UK Government to face legal challenge over Food Strategy’s lack of climate focus

Campaign group Feedback has launched a legal challenge to the UK Government’s Food Strategy White Paper, arguing that measures included are not sufficient to align the food sector with legally binding climate targets.


UK Government to face legal challenge over Food Strategy’s lack of climate focus

Feedback is particularly concerned that Ministers haven't followed advisors' recommendations on reducing red meat consumption

The White Paper was published in June, around one year after Leon’s Henry Dimbleby provided his recommendations to Ministers for shaping the approach. The majority of Dimbleby’s recommendations were not taken on board, leading to widespread disappointment across the food space, including from environmental groups and organisations working to tackle issues such as child hunger, food waste and public health.

Dimbleby himself said the documents “did not set out a clear vision as to why we have the problems we have now and what needs to be done”. More than 40% of his recommendations got no mention at all, and many others were modified.

On environmental issues specifically, the UK’s agriculture sector is responsible for around 12% of the UK’s annual greenhouse gas emissions and reductions have been minor over the past decade, according to the Climate Change Committee (CCC). It is also regarded as a contributor to land-use change that has driven biodiversity loss, with reductions in the UK’s wildlife abundance having proven the steepest in the past decade.

Feedback’s legal challenge to the White Paper is grounded in the argument that measures included are not sufficient to deliver emissions reductions consistent with the UK’s legally binding 2050 net-zero target an interim carbon budgets.

Like the Net-Zero Strategy, which was ruled to be unlawful following legal challenges from ClientEarth and Friends of the Earth, the White Paper contains no new time-bound, numerical targets for reducing emissions in the agriculture sector.

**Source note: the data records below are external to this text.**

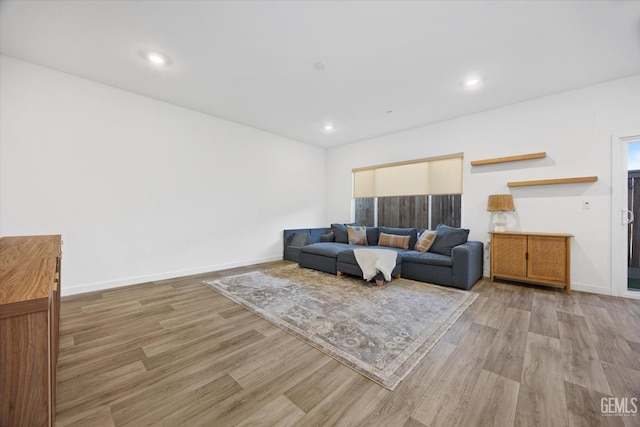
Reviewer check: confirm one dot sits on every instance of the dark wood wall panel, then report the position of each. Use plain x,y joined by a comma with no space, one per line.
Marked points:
410,211
388,211
446,209
365,211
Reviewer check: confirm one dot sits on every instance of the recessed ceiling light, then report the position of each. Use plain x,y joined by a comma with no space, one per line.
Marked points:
155,58
474,81
320,66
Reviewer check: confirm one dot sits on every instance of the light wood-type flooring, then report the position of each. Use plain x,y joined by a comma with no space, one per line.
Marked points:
177,353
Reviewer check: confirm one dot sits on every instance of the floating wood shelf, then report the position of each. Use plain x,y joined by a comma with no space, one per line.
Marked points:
509,159
553,181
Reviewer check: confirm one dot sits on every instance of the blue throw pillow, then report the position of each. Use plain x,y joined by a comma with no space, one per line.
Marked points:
447,238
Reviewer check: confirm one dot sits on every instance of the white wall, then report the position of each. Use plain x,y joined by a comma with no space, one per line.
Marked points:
574,129
142,190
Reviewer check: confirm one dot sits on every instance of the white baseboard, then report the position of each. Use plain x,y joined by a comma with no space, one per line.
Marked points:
590,288
101,286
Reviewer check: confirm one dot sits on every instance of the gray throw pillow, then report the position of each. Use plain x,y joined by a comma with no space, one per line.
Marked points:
448,238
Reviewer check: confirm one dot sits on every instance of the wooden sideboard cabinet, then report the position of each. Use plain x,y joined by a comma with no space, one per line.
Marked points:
541,258
29,329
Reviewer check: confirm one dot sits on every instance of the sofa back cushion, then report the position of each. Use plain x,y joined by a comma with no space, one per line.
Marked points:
394,241
373,235
340,232
411,232
425,240
357,235
447,238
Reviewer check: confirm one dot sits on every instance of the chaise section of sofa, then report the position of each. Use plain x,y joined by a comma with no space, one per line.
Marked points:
451,264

Feedback is also arguing that the UK will likely be unable to align the food system with its carbon targets without gradually decreasing meat and dairy production to some extent. Dimbleby  called for a target of a 30% reduction in red meat and dairy consumption on a per capita basis by 2030, which is more ambitious than the CCC’s recommendation of a 20% reduction within this timeframe. The CCC has also recommended a further 15% decrease in per-capita meat consumption between 2030 and 2050.

The White Paper contains commitment to scale funding for alternative proteins but sets no targets.

Representing Feedback is law firm Leigh Day, which announced this week that it has filed a claim for a judicial review of the White Paper at the High Court.

Leigh Day solicitor Rowan Smith, who is involved in the process, said: “Our client believes that there is something inherently wrong with the government promising to address carbon emissions as part of its food strategy, but then omitting any action on one of the biggest contributors to the problem, namely meat and dairy.

“The legal case focuses on the Government’s failure to take into account expert and independent advice. What is the value in having that advice, if the Government can effectively ignore it? Our client hopes to test these arguments in court.”

The Department for Environment, Food and Rural Affairs (Defra), which oversees the White Paper, now has three weeks to submit its response to the review claim to the High Court in summary.

Leigh Day was the firm which assisted ClientEarth and Friends of the Earth’s legal challenge to the Net-Zero Strategy. The High Court ruled in July that the Government did not consider its legal obligations under the Climate Change Act when developing the Strategy. Ministers will need to provide an update to the Strategy in the coming months, with a final cut-off point of April 2023.

Since then, the Government has also been threatened with legal action over its decision to approve the Sizewell C nuclear power plant, on the grounds that the project’s nature impact and water abstraction requirements have not been properly considered.